At the beginning of this year, several new strains of ransomware have been discovered. Considering their vicious routines, and witnessing the threat actors behind these operations, took ransomware to new heights. The whole development process established crypto-ransomware as a lucrative cybercriminal enterprise. And while the security industry may be doing a great job of keeping up with the latest new tactic and providing solutions, the not-so informed public and organizations may very well be on the receiving end of a crippling malware that can destroy personal and corporate files, as well as lead to huge financial losses.
In February, Hollywood Presbyterian Medical Center was hit heavily with Locky ransomware, which impacted the facility’s emergency rooms. The hospital paid a ransom amounting to $17,000 just to decrypt the files. After that, the Methodist Hospital in Henderson was hit with Locky, preventing access to their patient files. It looked like the two examples were specifically targeted and given a purposely large ransom to dish out.

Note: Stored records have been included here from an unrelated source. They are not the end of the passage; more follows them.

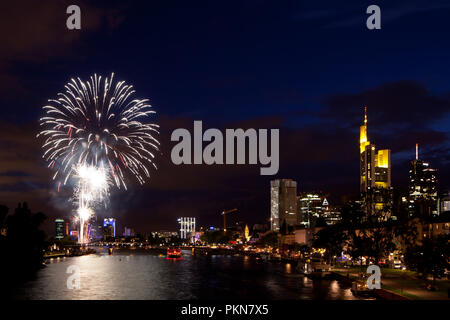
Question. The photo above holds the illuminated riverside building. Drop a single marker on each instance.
(187, 227)
(283, 203)
(445, 202)
(423, 195)
(109, 227)
(375, 176)
(60, 228)
(310, 207)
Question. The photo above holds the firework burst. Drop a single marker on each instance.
(97, 133)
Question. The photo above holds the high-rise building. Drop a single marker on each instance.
(445, 202)
(109, 227)
(309, 207)
(187, 227)
(60, 228)
(283, 203)
(423, 195)
(375, 175)
(128, 232)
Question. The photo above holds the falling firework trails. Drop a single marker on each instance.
(97, 127)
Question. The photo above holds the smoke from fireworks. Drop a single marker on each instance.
(97, 133)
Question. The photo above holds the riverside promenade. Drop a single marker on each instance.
(403, 283)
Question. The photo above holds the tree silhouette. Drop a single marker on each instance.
(24, 244)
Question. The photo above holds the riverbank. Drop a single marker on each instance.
(401, 285)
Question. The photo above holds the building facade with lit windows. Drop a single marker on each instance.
(109, 227)
(310, 207)
(283, 203)
(375, 176)
(187, 227)
(423, 185)
(60, 228)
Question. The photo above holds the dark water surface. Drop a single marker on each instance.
(136, 274)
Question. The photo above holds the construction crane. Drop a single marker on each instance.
(224, 213)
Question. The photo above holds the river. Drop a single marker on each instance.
(137, 274)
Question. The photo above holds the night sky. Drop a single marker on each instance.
(305, 67)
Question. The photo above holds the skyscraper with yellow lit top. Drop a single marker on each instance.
(375, 174)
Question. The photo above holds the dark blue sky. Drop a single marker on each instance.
(306, 67)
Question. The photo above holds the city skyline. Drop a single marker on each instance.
(318, 114)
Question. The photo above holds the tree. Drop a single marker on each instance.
(25, 242)
(332, 239)
(431, 257)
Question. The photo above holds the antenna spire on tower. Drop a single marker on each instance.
(365, 114)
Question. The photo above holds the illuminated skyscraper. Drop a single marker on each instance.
(375, 175)
(60, 227)
(187, 227)
(109, 227)
(423, 181)
(283, 203)
(309, 207)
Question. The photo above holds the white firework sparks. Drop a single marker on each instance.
(98, 133)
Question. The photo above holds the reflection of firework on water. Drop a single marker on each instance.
(96, 132)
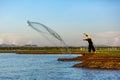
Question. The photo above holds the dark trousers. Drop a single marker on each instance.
(91, 47)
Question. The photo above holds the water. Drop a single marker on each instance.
(46, 67)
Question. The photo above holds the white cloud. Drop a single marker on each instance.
(110, 38)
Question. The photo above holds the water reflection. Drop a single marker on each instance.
(46, 67)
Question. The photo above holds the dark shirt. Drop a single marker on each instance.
(89, 41)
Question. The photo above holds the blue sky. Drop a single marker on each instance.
(70, 18)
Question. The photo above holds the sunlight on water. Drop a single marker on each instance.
(46, 67)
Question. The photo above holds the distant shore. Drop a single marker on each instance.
(104, 58)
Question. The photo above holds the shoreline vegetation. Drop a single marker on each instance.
(104, 58)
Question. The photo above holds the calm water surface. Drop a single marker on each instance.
(46, 67)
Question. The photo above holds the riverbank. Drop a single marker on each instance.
(94, 61)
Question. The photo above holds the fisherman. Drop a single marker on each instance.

Apparently, the basics of crypto-ransomware is constantly evolving. Hackers are using new methods to make attacks personal in an attempt to get inside the victim’s head. And this is just superficial. Regarding the routines, these crypto-ransomware are getting more creative by using macros and scripts, displaying professional-looking pages, or by adding new functions to put more pressure to their victims such as modifying a computer’s master boot record, crossing networks, and crossing platforms as well. It looks like some other hackers who used to spread different types of threats before (e.g. online banking malware), have joined the crypto-ransomware bandwagon, too. These are the DRIDEX spam campaigns which have distinct similarities to that of LOCKY’s.
Here are some noteworthy threats that have stood out in the first quarter of 2016:
- PETYA overwrites an affected system’s master boot record and locks users out
- JIGSAW copies all the user’s files, deletes the original ones, and destroys the copies incrementally
- MAKTUBLOCKER sends targets email messages that contain the users’ full names and mailing addresses in order to appear legitimate and further convince these users into downloading this crypto-ransomware
- SAMAS/SAMSAM encrypts files across networks,by looking for and attacking systems running vulnerable JBoss servers
- CERBER adds a ‘voice’ capability to verbally move users into paying the ransom
- KeRanger becomes the first ransomware that successfully target Mac OS
- PowerWare abuses Windows PowerShell in order to leave as little trace of infection as possible.
Usually, health organizations are easy targets because they lack security provision that can handle cyber threats. Follow the money, the next targets might be other businesses and organizations which also do not have sophisticated cybersecurity and do not create backups of their extremely crucial data.
In an interview with Trend Micro CTO Raimund Genes, viewers were told that paying ransom only fuels cybercrime:
“If all your data is encrypted, if the only way to get the data back is paying the bad guys, I understand. But is it good? No.”
Preventing ransomware may be difficult, but the avenues of backing up data are already available. From hard drives to cloud based backups, the right mindset and knowing how to mitigate the effects of ransomware.
No temporary solutions exist. When damages are minimized and users save themselves from paying for ransom or losing files permanently, it works. For that reason, users and enterprises are advised to back up their data at all times.